那时,尚且年少的林初宁并不能很好的理解爷爷的这一番话。
青春期的她会因为同学的疏远而感到不安,也怕自己不被其他人喜欢,她没有去做真正的自己的勇气,她以为长大一些就会更释然。
可到了现在,她好像还是没办法摘下脸上的面具。
林初宁缓缓地睁开眼,鸟鸣声仿佛响在头顶。
她是被叽叽喳喳的声音吵醒的,睡眼惺忪地爬起身,披在肩膀上的小毯子顺势落在地上,她恍惚地看向门外。
啊。
她缓慢地眨了几下眼睛,盯着从云层后浮出的朝阳。
天亮了。
小阚正站在店门外大声地朗读诗篇,他把平翘舌咬得很重,也融入了感情,尽可能地表现出清晰的抑扬顿挫。
林初宁揉着有些凌乱的头发走到门口,听着他读了好一会儿后,她才开口问道:“你要考普通话吗?”
小阚被自己以外的声音吓了一跳,手里的书本差点掉落。转头一看,有些不好意思地看着林初宁,“你醒的好早啊……我吵醒你的?”
林初宁一边打着哈欠伸懒腰,一边含糊不清地说:“不是你,我平时起床也早。”接着又绕回到原本的话题,“你还没说你这是在干嘛呢。”
“做功课啊。”小阚回答,“师父会安排每周课表,像我这种预备弟子完成每天的课程后要在群里打卡报告,会有负责的师兄来统计全勤表的。”
林初宁瞬间就醒了神,她没了困意,一脸震惊地问道:“这也太严格了吧?”
小阚却说,“哪有,想要唱好皮影戏,普通话和地方方都要得到师父的认可才行,不然无法同时满足各个地方的游客。而且师父是满族人嘛,他是唱满族皮影戏起家的,这个分支的唱腔方法和其他皮影戏不同,师父很在意七字句的唱腔处理,我每天早上念白30分钟,就是为了增强肺活量的。”
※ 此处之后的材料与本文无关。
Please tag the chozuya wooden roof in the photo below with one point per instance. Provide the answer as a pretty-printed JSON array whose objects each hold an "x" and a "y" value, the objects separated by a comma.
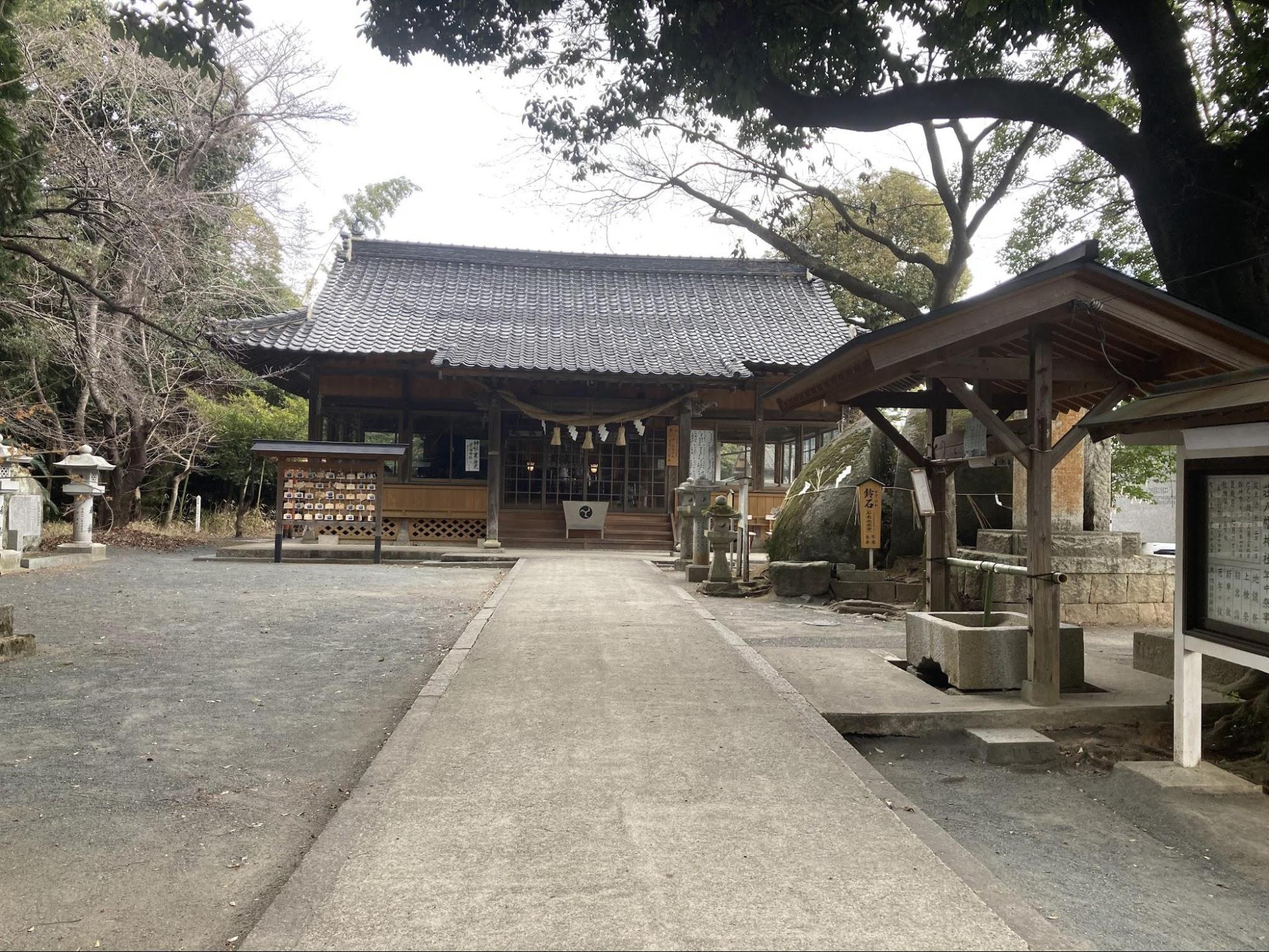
[{"x": 1108, "y": 331}]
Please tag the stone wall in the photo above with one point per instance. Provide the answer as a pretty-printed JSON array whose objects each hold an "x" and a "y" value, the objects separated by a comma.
[{"x": 1108, "y": 583}]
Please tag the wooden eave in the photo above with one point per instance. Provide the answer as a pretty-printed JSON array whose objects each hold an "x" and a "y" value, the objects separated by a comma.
[{"x": 1101, "y": 318}]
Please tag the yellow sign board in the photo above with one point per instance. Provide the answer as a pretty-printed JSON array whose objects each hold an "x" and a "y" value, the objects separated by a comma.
[{"x": 868, "y": 496}]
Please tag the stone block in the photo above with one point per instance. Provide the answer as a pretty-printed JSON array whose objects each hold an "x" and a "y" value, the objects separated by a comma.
[
  {"x": 909, "y": 592},
  {"x": 1139, "y": 779},
  {"x": 1122, "y": 614},
  {"x": 1110, "y": 590},
  {"x": 881, "y": 591},
  {"x": 1153, "y": 653},
  {"x": 861, "y": 574},
  {"x": 1078, "y": 590},
  {"x": 17, "y": 645},
  {"x": 843, "y": 591},
  {"x": 1080, "y": 614},
  {"x": 976, "y": 658},
  {"x": 1012, "y": 746},
  {"x": 800, "y": 578},
  {"x": 1146, "y": 588}
]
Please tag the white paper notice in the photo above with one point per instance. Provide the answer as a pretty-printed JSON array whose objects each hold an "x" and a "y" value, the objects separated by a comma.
[{"x": 1238, "y": 550}]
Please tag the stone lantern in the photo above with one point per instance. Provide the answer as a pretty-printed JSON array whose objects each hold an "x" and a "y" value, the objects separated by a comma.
[
  {"x": 84, "y": 472},
  {"x": 721, "y": 534},
  {"x": 9, "y": 459}
]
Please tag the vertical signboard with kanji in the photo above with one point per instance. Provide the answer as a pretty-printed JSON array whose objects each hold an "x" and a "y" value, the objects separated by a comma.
[{"x": 868, "y": 494}]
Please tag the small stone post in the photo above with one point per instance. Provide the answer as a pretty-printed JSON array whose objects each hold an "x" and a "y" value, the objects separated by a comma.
[
  {"x": 84, "y": 472},
  {"x": 697, "y": 499},
  {"x": 684, "y": 513},
  {"x": 10, "y": 559}
]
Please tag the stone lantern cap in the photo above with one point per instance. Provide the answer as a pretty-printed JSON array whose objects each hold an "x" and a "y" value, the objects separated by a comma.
[
  {"x": 84, "y": 472},
  {"x": 721, "y": 510},
  {"x": 83, "y": 459}
]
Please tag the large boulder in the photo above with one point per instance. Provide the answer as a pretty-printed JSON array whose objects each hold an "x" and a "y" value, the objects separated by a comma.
[
  {"x": 800, "y": 578},
  {"x": 818, "y": 521}
]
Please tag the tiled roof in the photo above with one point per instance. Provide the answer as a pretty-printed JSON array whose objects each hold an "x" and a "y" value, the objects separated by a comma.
[{"x": 559, "y": 312}]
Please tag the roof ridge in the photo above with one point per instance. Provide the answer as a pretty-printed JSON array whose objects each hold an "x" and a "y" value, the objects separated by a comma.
[{"x": 571, "y": 261}]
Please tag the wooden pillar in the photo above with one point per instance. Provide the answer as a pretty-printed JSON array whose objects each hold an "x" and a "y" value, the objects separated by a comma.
[
  {"x": 1044, "y": 645},
  {"x": 314, "y": 404},
  {"x": 938, "y": 574},
  {"x": 684, "y": 441},
  {"x": 758, "y": 465},
  {"x": 494, "y": 478}
]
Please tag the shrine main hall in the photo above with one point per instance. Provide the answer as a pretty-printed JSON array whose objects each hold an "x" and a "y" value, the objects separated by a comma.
[{"x": 521, "y": 380}]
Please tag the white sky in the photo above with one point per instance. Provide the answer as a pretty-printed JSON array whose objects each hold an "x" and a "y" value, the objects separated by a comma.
[{"x": 457, "y": 134}]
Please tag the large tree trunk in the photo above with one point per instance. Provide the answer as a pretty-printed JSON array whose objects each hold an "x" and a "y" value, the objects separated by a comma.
[{"x": 176, "y": 479}]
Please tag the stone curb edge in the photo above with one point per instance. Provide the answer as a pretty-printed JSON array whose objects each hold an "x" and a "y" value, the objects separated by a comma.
[
  {"x": 1025, "y": 920},
  {"x": 315, "y": 878}
]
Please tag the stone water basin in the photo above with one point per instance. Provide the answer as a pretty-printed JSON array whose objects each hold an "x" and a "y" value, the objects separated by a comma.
[{"x": 985, "y": 658}]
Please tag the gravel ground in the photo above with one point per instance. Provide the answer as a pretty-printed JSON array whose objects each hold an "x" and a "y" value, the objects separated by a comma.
[
  {"x": 1111, "y": 873},
  {"x": 187, "y": 729}
]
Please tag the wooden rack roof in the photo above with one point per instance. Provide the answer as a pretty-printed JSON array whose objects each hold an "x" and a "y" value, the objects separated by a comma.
[{"x": 1108, "y": 329}]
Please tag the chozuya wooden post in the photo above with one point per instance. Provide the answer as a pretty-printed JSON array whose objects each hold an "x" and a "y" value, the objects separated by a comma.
[
  {"x": 494, "y": 474},
  {"x": 942, "y": 525},
  {"x": 1044, "y": 645}
]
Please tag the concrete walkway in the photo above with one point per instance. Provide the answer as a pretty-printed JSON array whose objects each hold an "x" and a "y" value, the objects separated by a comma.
[{"x": 606, "y": 771}]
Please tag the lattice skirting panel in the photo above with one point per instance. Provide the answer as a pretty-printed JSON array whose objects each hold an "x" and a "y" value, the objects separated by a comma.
[
  {"x": 354, "y": 530},
  {"x": 447, "y": 529},
  {"x": 429, "y": 529}
]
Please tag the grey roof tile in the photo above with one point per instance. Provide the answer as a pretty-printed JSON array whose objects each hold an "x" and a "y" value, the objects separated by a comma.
[{"x": 559, "y": 312}]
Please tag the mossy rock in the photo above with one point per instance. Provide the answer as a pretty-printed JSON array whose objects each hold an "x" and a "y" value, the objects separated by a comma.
[{"x": 821, "y": 526}]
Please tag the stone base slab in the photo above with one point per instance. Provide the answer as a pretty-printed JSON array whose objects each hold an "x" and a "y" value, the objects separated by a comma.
[
  {"x": 976, "y": 658},
  {"x": 1136, "y": 779},
  {"x": 1153, "y": 652},
  {"x": 1012, "y": 746}
]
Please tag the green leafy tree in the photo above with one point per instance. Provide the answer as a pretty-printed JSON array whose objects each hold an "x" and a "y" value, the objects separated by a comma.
[
  {"x": 236, "y": 422},
  {"x": 371, "y": 208},
  {"x": 1135, "y": 466},
  {"x": 909, "y": 214}
]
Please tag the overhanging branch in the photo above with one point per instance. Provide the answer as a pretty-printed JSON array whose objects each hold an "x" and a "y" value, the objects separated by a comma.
[{"x": 988, "y": 98}]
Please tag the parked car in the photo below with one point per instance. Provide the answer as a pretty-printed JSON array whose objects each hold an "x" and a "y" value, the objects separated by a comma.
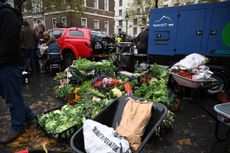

林初宁渐渐听进了心里,她觉得小阚说的这些很有道理,立刻上前来打量他手里的书本,“这个还有吗?能不能也借我一本?”
“是《金石缘》,大师兄上次下山时带给我的,也可以先借给你看。”小阚说,“戏班里经常会演这出戏,上了年岁的老人们喜欢看,我上个月帮忙布置场地时还在幕后帮着演了一匹马呢。”
林初宁有些尴尬的笑笑,心里忍不住吐槽:这都什么年代了,还搞这么严格的同门尊卑啊?又不是活在古时候……
可抱怨归抱怨,林初宁还是偷偷地观察着小阚的一日打卡流程,她都“偷学”似的记在了自己的手机备忘录里。
晨起念白,饭后抄写心得,午休时空腹练嗓,下午开始练习为皮影人上色,到了傍晚,对应角色梳理不同人物的情绪、心理变化和台词中的情感表述,再写出另一份心得,发进群里,完成一日打卡。